On the Route 1 corridor, Club Video Mexico has been in business for 19 years, but co-owner Pablo Vargas has never seen business so bad.
"Nobody wants to buy anything. They'd rather save money than spend it!" Vargas said.
Even larger immigrant businesses are affected. Carlos Castro owns three supermarkets, catering mainly to Latinos. He explains, "When it comes to food, even though it's said we have to eat every day, it has dropped considerably. In this store, we are down about 15 percent from the previous year, and in Alexandria it is about 22 or 25 percent."
Asian-owned businesses are affected, too. Yong-jae Park is the manager of the Korean-American Hanmi Bank office in northern Virginia. He says he is making fewer loans to his Asian clients. "The number of inquiries has substantially declined in the last couple of months and then the number of loans I am processing, I see there is some slowdown," he says.
Prince William County, near Washington, DC, has grown substantially in recent years, and now has a large immigrant population.
But it, too, has been affected by the nationwide housing downturn, the credit crunch and financial uncertainty.
At the county's Chamber of Commerce, Chairwoman Joanne Bell and President Laurie Wieder have noticed the change.
"A large portion of the members who do not renew their membership are businesses that are going out of business," Wieder said. "That happens every year. But this year, certainly, there were more of those who closed the doors of their businesses."
The renewal rate was down between two and three percent, though more new members joined the chamber in 2007.
Chamber member Julie Do is worried. She is a Vietnamese immigrant who owns a nail and tanning salon. She says, "People have not come in as regularly as they used to. Instead of every two to three weeks, they prolong to a month and some people decide not to get [their nails] done because they don't have the money to spend, so they cut back."
The slowdown in construction and home sales in the county is only partly to blame for the business falloff. A county ordinance targeting illegal immigrants also has hurt business. Among other things, it will allow police to check the immigration status of anyone who breaks the law.

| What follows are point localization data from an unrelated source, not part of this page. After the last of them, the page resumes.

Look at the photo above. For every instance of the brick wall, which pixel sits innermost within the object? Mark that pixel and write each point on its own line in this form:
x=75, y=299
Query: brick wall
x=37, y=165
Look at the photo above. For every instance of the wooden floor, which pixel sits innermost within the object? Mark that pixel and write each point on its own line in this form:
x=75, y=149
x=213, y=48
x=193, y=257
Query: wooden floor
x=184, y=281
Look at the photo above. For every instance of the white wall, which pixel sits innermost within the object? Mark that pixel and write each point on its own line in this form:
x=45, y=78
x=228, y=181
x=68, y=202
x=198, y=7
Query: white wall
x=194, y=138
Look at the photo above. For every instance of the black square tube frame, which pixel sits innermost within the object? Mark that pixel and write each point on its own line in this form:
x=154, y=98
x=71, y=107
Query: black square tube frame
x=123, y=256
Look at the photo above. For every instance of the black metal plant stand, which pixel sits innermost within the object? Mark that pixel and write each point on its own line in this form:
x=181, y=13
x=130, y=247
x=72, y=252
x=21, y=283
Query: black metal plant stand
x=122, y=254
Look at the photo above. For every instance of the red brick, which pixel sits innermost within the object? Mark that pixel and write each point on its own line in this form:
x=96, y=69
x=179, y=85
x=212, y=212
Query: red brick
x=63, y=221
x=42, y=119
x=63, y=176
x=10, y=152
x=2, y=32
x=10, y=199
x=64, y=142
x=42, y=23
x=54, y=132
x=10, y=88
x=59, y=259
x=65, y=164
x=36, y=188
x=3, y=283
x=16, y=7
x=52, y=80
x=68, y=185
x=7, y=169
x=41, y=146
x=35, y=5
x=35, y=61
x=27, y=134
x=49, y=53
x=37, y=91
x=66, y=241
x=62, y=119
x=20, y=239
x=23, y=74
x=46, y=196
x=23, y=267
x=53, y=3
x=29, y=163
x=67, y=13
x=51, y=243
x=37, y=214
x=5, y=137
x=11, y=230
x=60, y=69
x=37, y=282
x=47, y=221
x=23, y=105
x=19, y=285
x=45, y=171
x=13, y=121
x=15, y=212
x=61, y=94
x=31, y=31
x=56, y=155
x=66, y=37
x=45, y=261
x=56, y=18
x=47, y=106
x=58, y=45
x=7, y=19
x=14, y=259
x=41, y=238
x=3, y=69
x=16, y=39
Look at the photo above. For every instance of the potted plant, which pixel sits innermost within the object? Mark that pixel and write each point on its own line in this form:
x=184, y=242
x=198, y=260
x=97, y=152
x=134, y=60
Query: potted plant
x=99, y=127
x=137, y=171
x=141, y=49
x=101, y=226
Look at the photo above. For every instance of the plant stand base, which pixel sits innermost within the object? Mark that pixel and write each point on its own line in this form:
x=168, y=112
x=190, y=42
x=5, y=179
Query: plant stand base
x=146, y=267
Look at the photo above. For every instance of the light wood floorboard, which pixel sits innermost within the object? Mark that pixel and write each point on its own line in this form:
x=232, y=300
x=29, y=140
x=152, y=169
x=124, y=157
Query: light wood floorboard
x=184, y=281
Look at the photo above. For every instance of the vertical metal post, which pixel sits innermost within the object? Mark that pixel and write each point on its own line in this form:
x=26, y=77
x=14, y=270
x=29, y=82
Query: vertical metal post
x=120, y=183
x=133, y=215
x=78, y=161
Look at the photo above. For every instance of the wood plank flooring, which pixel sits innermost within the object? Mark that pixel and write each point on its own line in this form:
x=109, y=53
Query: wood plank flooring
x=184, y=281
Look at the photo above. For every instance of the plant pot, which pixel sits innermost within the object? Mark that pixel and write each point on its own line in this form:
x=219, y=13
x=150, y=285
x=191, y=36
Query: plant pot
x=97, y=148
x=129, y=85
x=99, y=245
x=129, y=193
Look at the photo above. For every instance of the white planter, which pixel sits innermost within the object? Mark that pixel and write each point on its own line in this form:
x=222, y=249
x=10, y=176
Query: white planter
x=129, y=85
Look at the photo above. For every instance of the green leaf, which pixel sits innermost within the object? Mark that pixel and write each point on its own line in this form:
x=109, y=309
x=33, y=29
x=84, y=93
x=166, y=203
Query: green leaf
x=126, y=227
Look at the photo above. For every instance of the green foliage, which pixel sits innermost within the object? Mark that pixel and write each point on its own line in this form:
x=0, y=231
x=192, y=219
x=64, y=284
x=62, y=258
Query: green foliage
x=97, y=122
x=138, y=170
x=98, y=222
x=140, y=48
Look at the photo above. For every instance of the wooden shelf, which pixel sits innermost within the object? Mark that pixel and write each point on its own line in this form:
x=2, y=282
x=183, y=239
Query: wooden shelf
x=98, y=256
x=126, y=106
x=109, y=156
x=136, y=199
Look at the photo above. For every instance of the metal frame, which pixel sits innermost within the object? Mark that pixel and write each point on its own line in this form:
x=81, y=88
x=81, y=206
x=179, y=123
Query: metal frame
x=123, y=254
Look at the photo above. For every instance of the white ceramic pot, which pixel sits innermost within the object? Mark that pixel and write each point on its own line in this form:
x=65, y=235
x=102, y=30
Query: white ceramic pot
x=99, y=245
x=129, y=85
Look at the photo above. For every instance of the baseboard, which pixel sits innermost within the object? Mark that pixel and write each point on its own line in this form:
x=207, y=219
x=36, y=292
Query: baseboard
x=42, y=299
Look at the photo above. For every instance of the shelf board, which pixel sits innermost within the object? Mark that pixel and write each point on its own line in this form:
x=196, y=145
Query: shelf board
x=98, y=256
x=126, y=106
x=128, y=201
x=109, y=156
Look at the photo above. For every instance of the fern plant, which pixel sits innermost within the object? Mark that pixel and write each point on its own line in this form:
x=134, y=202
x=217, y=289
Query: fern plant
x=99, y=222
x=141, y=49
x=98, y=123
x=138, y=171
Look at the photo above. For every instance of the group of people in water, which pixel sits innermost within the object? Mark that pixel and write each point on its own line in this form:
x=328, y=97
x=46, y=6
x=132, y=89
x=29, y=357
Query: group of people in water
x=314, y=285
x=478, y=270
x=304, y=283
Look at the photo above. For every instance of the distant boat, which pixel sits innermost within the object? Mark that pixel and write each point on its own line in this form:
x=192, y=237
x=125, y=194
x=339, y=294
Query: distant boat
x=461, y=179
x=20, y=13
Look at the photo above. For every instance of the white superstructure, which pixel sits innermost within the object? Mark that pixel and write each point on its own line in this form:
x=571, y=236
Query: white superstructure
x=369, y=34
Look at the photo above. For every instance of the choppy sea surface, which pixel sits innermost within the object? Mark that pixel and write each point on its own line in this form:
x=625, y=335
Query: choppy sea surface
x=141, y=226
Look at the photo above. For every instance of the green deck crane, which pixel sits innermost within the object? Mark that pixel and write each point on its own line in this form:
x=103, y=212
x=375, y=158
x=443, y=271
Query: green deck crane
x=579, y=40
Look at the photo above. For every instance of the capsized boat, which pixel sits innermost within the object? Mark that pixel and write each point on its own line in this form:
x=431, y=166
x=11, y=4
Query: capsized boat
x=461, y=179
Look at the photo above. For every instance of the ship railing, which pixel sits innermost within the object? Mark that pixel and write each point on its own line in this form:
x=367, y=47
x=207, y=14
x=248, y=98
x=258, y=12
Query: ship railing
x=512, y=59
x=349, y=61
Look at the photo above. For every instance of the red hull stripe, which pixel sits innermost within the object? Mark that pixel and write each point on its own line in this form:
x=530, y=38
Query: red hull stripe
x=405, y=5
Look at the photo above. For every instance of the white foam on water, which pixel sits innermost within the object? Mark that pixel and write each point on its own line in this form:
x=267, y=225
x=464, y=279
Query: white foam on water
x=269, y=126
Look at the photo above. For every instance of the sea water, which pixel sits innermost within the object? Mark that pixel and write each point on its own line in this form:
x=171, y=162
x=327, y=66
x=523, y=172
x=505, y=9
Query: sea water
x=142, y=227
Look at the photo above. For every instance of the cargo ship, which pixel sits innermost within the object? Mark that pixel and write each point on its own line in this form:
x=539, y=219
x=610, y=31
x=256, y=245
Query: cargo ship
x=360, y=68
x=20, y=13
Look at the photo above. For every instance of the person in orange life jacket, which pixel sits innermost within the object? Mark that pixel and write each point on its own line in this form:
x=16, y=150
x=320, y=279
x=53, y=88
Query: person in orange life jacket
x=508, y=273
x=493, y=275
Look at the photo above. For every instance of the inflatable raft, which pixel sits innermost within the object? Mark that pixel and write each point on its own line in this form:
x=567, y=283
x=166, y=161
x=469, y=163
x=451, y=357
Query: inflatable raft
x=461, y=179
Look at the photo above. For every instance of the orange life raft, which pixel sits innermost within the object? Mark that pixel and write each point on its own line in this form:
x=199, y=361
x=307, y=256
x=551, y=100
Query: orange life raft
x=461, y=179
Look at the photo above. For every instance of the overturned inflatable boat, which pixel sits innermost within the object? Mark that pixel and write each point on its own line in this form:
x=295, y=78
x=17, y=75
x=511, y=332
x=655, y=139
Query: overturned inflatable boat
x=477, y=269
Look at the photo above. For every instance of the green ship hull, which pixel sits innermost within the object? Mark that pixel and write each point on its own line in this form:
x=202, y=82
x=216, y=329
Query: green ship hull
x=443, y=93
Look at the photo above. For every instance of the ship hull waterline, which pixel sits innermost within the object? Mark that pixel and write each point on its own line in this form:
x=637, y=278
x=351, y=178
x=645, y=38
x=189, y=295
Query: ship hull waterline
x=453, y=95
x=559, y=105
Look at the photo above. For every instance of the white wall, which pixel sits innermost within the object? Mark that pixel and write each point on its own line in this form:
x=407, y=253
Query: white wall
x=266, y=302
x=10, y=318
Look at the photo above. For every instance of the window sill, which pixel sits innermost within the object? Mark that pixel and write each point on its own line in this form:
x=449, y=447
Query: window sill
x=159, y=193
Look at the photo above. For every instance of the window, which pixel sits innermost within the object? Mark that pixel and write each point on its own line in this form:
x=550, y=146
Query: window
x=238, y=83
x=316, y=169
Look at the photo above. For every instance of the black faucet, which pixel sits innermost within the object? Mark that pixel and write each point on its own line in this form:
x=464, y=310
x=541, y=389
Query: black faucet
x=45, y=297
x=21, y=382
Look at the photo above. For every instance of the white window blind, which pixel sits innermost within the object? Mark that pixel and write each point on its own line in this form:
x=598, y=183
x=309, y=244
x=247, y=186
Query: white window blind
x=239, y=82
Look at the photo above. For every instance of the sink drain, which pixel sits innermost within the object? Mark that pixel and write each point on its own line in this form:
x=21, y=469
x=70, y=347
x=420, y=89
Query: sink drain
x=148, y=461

This has scared undocumented workers, who are finding less work anyway because of the slow economy.
Many are thinking of leaving the area, says one man who did not give his name. "We'll keep struggling as much as we can," he said in Spanish, "and if we can't go on then it's better to go back to our countries to see if we can make a living there."
And many have moved on, hurting the businesses that rely on their spending.
At the El Portal restaurant, owner Manuel Arbaiza is in danger of losing his $400,000 investment. He says he saw an immediate change after the county passed its anti-illegal immigrant measures. "Before July, a good day for us was anywhere from $2,000 to $3,000, on weekends," Arbaiza said. "And now we have days of $80. I mean, it costs us more money to open up the restaurant than if we were to close it."
Closing would mean letting go more workers, further worsening the already deteriorating economy. For businesses, including those owned by immigrants, tough times seem to lie ahead.